Choosing the right fan is critical for achieving the right level of cooling for your vehicle. Whether you’re trying to cool a street car or a race car, you need the best solution for your specific configuration. We had the opportunity to ask our friends at SPAL USA some in-depth questions about choosing a fan and the different types of fans available on the market.

Selection and Compatibility of Cooling Fans

1. What should I look for in choosing a fan for a street car, and how is that different from what is needed for a race car?

Choosing the right fan is largely based upon the vehicle the fan is going into and the cooling required. The first step to choosing a fan is looking at the power available to run the fan. How big is the alternator, and how many Amps are available to power the fan? It is important to note that the SPAL fan could potentially be the largest continuously powered electrical device on the vehicle and to make sure the fan chosen does not excessively drain the battery by drawing more power than the alternator can keep up with.

Once you know what power draw the battery and alternator can support, look at the available space in the vehicle. If the radiator is only 14 inches wide, it becomes very hard to attach a 16-inch fan. If the radiator is 26 inches wide and there is a pulley right behind the radiator in the center, we generally find it more ideal to put two 12-inch fans side by side to avoid the pulley system and fit in the space we have available.

Once the vehicle is understood with power and space available, we look at our fan options. The fan performance is determined by the power of the motor and the air pressure the fan is designed to work at. The air pressure of the cooling system is directly related to the radiator; the thicker the radiator or the tighter packed the fins are, the higher the pressure.

A typical automotive radiator 1-2.5 inches in depth is generally in the range of 100-300 Pascals. If the exact pressure is unknown, SPAL’s general recommendation is to go for the largest, most powerful fan that your system can support with some control structure to turn the fan on and off when it is needed and not needed. It is common above a certain vehicle speed the fan generally does not even need to turn on and the passive airflow caused by driving is enough to effectively cool the engine. This speed is generally roughly between 45-60 mph.

The most powerful fans are all going to be brushless. While the brushless fans offer many benefits, this is perhaps the greatest for keeping your vehicle cool when you really need the best performance. For most vehicles, SPAL brushless fans are the ideal solution.

When looking at other options, the more classic brushed style fans can, however, be a better fit for some vehicles if things like space become tight. The brushed fans have a thinner blade profile with the depth of the fan being determined by the motor, sticking out of the fan only in the center few inches.

It is important to note that while SPAL offers 4 different motor depths with brushed fans, the power of the fan (and therefore its cooling capability) is directly related to the depth of the motor. The bigger (deeper) the motor, the more power the fan provides to cool your vehicle. This is sometimes where choosing the right fan can create a dilemma. Finding the biggest and most powerful fan requires the most space.

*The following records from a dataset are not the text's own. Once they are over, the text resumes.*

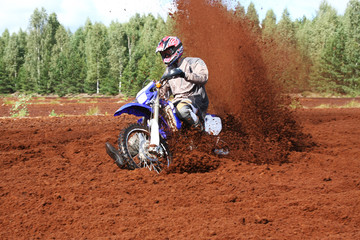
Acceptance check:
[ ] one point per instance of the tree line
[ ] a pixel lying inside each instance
(320, 54)
(97, 59)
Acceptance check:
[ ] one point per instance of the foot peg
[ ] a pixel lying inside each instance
(114, 154)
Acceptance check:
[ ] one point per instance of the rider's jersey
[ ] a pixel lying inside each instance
(192, 86)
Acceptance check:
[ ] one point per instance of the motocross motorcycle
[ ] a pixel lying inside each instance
(144, 144)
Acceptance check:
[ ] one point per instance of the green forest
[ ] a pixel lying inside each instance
(320, 55)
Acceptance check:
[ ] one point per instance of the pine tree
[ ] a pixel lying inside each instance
(59, 68)
(116, 55)
(269, 25)
(34, 60)
(352, 47)
(96, 47)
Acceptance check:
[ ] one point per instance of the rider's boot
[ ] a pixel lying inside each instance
(114, 154)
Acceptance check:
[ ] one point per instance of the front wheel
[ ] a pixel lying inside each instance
(134, 146)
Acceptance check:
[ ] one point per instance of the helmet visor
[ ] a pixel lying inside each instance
(166, 53)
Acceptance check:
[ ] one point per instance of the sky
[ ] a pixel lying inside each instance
(72, 14)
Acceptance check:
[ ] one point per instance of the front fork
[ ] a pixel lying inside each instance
(154, 127)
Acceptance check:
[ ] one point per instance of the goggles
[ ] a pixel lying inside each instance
(167, 53)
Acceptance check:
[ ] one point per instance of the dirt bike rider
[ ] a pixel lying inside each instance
(188, 89)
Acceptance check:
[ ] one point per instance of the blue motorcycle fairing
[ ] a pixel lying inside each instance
(137, 109)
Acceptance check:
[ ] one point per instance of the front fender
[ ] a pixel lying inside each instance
(137, 109)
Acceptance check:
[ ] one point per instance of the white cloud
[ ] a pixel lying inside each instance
(15, 14)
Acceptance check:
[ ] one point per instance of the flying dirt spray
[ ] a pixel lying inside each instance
(258, 125)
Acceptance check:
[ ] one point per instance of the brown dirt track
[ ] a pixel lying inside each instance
(58, 182)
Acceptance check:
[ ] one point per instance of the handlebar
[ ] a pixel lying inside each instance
(174, 72)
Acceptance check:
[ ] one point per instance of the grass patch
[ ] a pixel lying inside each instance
(19, 108)
(54, 114)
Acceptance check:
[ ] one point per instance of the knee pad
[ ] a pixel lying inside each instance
(185, 113)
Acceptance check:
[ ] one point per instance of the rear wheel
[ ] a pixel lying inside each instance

The brushless fans have more limited options, so it is common that either it will fit and work or it won’t. With the brushed fans, if the vehicle only has 2.7 inches of space behind the radiator, the High Performance series (3.45-inch motor depth) fans will not fit, while the Medium Profile fans (2.44-inch motor depth) will fit well. In this scenario, balancing the brushed vs brushless fan as well the motor power is the result of these multiple factors.

For all 12 Volt race car vehicles, the same advice would hold true with the additional consideration of the brushless startup time. SPAL brushless fans are electronically controlled to eliminate the startup inrush. This feature helps to protect the vehicle’s electrical system, however, it increases the time required for the fan to reach full speed. Most brushless fans are in the range of 10-15 seconds to go from 0 rpm to full speed.

The brushed fans do not have this computer-controlled limitation on startup time, meaning they will reach full speed in only a couple seconds, with the downside being they have a startup inrush, an initial increased Amp draw on fan startup. In this scenario, the performance is required immediately. Brushed fans can be a great solution.

Another consideration for race cars is for those running on elevated Voltage systems (i.e. 16V, etc.), the brushless fans are digitally monitoring Voltage and will shut down at 16V to self-protect the motor. This makes brushless fans largely non-functional on 16V systems.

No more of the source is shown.